The company has yet to indicate what assets are on the block, but likely candidates include aircraft-leasing business ILFC, some real estate assets and chunks of its profitable insurance operations, analysts and regulators say. Company spokesman Peter Tulupman on Wednesday said only that it's conducting a "strategic review."

Sandy Praeger, president of the National Association of Insurance Commissioners, said, "It will likely be the insurance subsidiaries — or their valuable blocks of business and high-quality assets — that will be sold in an attempt to return the AIG parent company to a more stable financial position."

One business that it makes less sense for AIG to unload, says Andrew Kligerman, an insurance analyst at UBS, is the foreign life insurance business. He considers that the company's "premier" entity.

The business is a market leader in Asia, giving AIG "a competitive edge," he says.
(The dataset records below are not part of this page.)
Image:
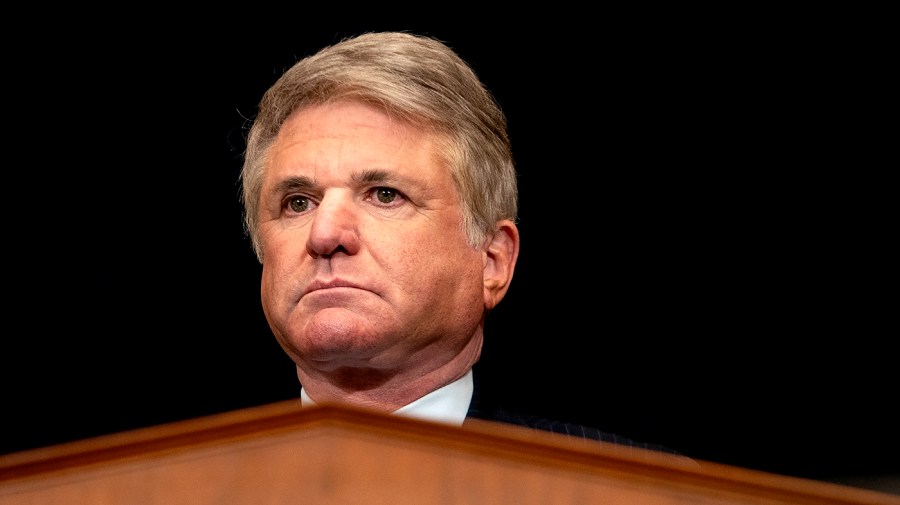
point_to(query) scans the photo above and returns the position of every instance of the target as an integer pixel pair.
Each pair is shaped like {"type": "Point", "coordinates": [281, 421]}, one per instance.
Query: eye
{"type": "Point", "coordinates": [385, 195]}
{"type": "Point", "coordinates": [298, 204]}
The Federal Reserve, after coming to AIG's aid, will likely have a role in figuring out which assets the company will sell, says Vinnie Aggarwal, chief economist at Frost & Sullivan, a consulting and market research firm.

AIG's sale options are wide. The sprawling conglomerate — which got its start as a property/casualty insurer in Shanghai in 1919 — owns everything from insurance and retirement businesses to the Stowe Mountain ski resort in Vermont.

Despite the asset sales, the company's troubles are far from over.

When major ratings agencies downgraded AIG's credit ratings Monday, that triggered provisions in certain commercial policies that let policyholders cancel coverage, says Michael Paisan, an analyst at Stifel Nicolaus.

"There's a big question of whether it will stay in business," Paisan adds. "Right now, I don't know if this company is worth the $85 billion" it may borrow.

Wednesday, investors reacted sourly to the news of the Federal Reserve loan — and AIG's pending asset sales — sending its shares down 45% to $2.05.